144 pages of technicolour 1970's memories can be yours for only a tenner. I bought a copy and I love it. Do yourself a favour and click on the link below.

Now all I need is about four grand plus for an original mint early Fizzy. It's genuinely tempting.

Friday, 16 December 2011

Sign of the times?

Can somebody please tell me why there isn't a proper blue plaque at the site of the old Vincent factory in Stevenage? There is, in fact a valiant 'home made' effort, but unfortunately it just doesn't have the same gravitas as the real thing. I understand that the English Heritage scheme only operates in London, but surely Stevenage Council could scrape together a few quid to have a proper 'cast' plaque produced.

At a time when everyone and his dog are banging on about the importance of manufacturing, it's a shame that we can't officially recognise one of the finest and most innovative engineering companies of an industry that was once such a major part of our economy.

Philip Vincent has this...

Whilst Edward Turner has this. Looks like Edward Turner
got a plaque made by Vincent and Philip Vincent got a plaque 
made by Triumph... 

(just a joke all you Triumph fans, 
I'd very much like to own an early 50's T100)

My winter to do list - part 1

I will soon be embarking on a program of repairs and maintenance to the Rapide so that hopefully, I will be able to enjoy a good summer's riding next year. The clutch pushrod has been gradually eaten by the actuating mechanism, and now there is no adjustment left so this will be first on the agenda. At the same time I will be fitting a needle roller thrust bearing conversion (available form the VOC).

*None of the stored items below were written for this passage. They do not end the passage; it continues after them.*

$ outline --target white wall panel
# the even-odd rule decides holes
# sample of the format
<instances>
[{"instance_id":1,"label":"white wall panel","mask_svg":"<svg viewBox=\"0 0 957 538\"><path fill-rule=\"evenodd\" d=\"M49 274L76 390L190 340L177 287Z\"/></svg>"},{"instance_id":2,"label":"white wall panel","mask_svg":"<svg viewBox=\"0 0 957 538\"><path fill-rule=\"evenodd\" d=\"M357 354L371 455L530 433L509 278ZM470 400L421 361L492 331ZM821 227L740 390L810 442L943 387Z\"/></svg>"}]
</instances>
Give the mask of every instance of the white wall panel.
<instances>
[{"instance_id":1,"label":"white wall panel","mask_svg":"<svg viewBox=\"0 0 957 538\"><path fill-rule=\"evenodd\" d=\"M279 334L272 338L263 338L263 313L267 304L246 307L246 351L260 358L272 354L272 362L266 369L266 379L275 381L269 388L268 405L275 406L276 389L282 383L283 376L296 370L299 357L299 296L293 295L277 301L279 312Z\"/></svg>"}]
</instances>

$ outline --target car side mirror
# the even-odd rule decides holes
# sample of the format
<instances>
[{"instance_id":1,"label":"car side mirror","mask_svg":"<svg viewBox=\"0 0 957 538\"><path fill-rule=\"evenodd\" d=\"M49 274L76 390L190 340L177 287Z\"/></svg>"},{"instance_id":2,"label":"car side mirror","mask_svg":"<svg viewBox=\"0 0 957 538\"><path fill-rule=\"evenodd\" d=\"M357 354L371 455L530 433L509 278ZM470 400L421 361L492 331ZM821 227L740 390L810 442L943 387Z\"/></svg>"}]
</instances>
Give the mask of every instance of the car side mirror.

I'm also planning to look inside the timing chest (scary...), and hopefully, that's all it will be - a look.

The primary chain case cover will be coming off as there is a leak from the mating face at the rear, and if necessary, a new chain and tensioner will be fitted.

The old girl has been running really well this year (despite using a bit too much oil) so I'm going to delay any further investigations and try to minimise disrupting anything else. The new pistons and barrels that I hastily purchased earlier in the year will be considered next winter.

Better late than never

It's been a while since my last ramblings. No feeble excuses or lame explanations, I just haven't had time.
The good news is, I have loads of new tales, opinions and bikey things to report, so keep looking, there will be lots of posts over the next few weeks.